Last fall, despite the fire’s ash and smoke the microgrid produced half of the energy it normally would produce — but because there was no one at the farm using the power it was enough to threaten to overwhelm the batteries, Wooster said. Normally when the batteries are fully charged, the farm turns on its hydrogen electrolyzer, makes gaseous hydrogen, stores it and uses it to power the cars on the farm, he said. But because he did not want to introduce a flammable agent during the fire, he ordered the electrolyzer not be used.

Over the last six months, the staff has working to try to develop more control over the individual parts, much the way one can control the volume of a radio. They believe they have a solution that they will be testing over the next few months.

“This is really a fundamental building block of microgrids if we can get this to work,” Wooster said. “It’s not a trivial matter, it’s very sophisticated.”

“That is a light year leap for microgrid development,” he said.

Among the batteries used in the microgrid are lithium ferrous phosphate ones produced by an Ojai, California-based company, SimpliPhi Power.
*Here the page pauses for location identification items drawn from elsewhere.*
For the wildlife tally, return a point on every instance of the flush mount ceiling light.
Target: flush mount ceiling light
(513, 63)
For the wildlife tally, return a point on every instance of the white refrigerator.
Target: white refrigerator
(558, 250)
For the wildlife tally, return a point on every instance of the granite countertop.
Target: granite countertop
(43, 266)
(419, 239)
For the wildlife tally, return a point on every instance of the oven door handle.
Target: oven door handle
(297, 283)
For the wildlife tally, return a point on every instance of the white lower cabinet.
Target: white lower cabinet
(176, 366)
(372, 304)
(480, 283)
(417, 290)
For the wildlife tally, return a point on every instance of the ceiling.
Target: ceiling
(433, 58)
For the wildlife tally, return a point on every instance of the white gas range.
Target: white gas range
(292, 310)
"What we’re able to prove out and indeed this is happening all over the world that renewables coupled with batteries in a distributed local architecture are more cost effective, create more resilience and more security than top down centralized infrastructure," said Catherine Von Burg.

Another lesson from the fires, according to Wooster: The country must move rapidly to install microgrids in hospitals, fire stations, stations and other critical infrastructure so that they operate independently of the utility grid.
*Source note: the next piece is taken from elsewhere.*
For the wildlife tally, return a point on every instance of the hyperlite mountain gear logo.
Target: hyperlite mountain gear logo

Lovins would add to that all gasoline and diesel filling stations, all of which should be equipped with solar panels and batteries to provide dedicated power to pump fuel during power failures. 

A committee has been formed to find a way to rebuild the Coffey Park neighborhood that in Wooster’s words is more focused on 2030 than 1972, a project that is moving forward. The utility, Pacific Gas and Electric Co., is participating but residents must still organize, he said.

For the future, components of microgrids must be built and ready to ship when a natural disaster occurs, Wooster said.

“One of the bigger world discussions at the moment is how to focus on the next disaster and be ready to move,” he said.